Eine starke, selbstbewusste Frau in rauen, gesetzlosen Zeiten: Vicky Krieps als Vivienne.
© Alamode | Marcel Zyskind

Der Western, noch so ein Klischee, ist das letzte Derivat der Männlichkeit. Weil hier Männer noch Männer sein dürfen. Das hat das Genre über Jahrzehnte so reaktionär wirken lassen: weil hier, in der Weite der Prärie, noch das Recht des Stärkeren gilt. Wohingegen die Stadt immer ein Synonym für Korruption und Gesetzeswillkür ist, und eine Fessel, an die Zivilisation, aber auch an die Frau und den heimischen Herd.

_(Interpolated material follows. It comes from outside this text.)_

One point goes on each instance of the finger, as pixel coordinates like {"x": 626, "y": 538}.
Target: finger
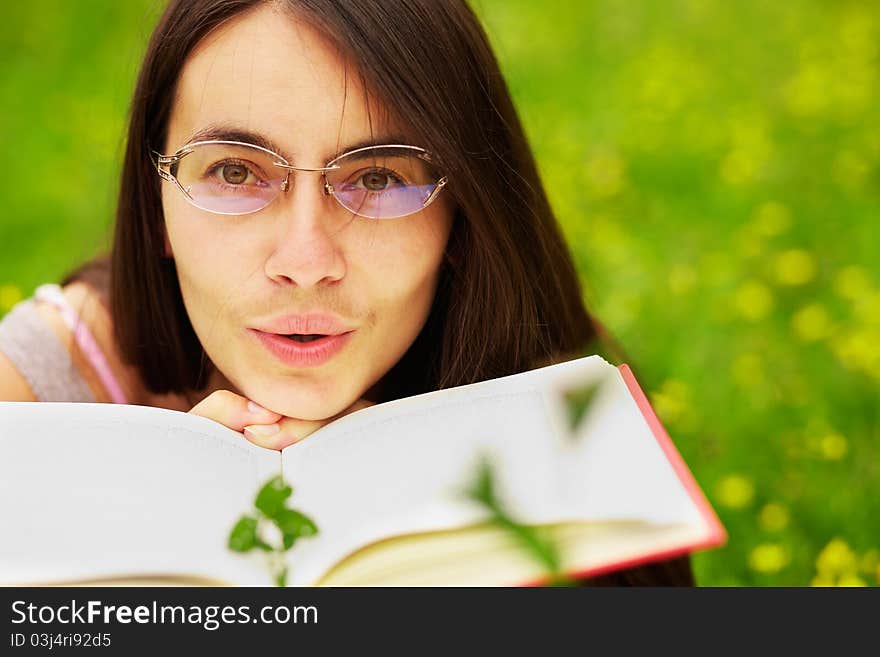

Ein schmales Subgenre: der feministische Western

Nur wenige Western erlauben eine andere Sicht, zeigen auch die weiblichen Pioniere und stellen gerade ihre Mühsal in diesen Gründerjahren ins Zentrum, und es ist wohl kaum ein Zufall, dass sie vor allem erst aus diesem Jahrhundert stammen: „The Missing“ (2003) etwa mit Cate Blanchett, „Unterwegs nach Cold Mountain“ (ebenfalls 2003) mit Nicole Kidman, „Meek‘s Cutoff“ (2010) mit Michelle Wiliams, „The Homesman“ (2014) mit Hillary Swank oder auch der deutsche Beitrag „Gold“ (2013) mit Nina Hoss.

Die Vivienne aus „The Dead Don’t Hurt“ ist nun eine weitere reizvolle Figur in dieser noch sehr übersichtlichen Galerie starker, autarker Charakter. Mortensen hat diese Figur nach dem Vorbild seiner eigenen, 2015 gestorbenen Mutter Grace Gamble Atkinson geschaffen, der er den Film auch gewidmet hat. Daher auch der Ritter mit der Rüstung am Anfang: Das waren Geschichten, die Mortensens Mutter (und so auch ihr Abbild im Film) als Kind gelesen hat. Diese Vivienne weiß anzupacken und Wild zu schießen. Weiß ihren Mann zu stehen, wie das wieder so falsch maskulinisiert wird.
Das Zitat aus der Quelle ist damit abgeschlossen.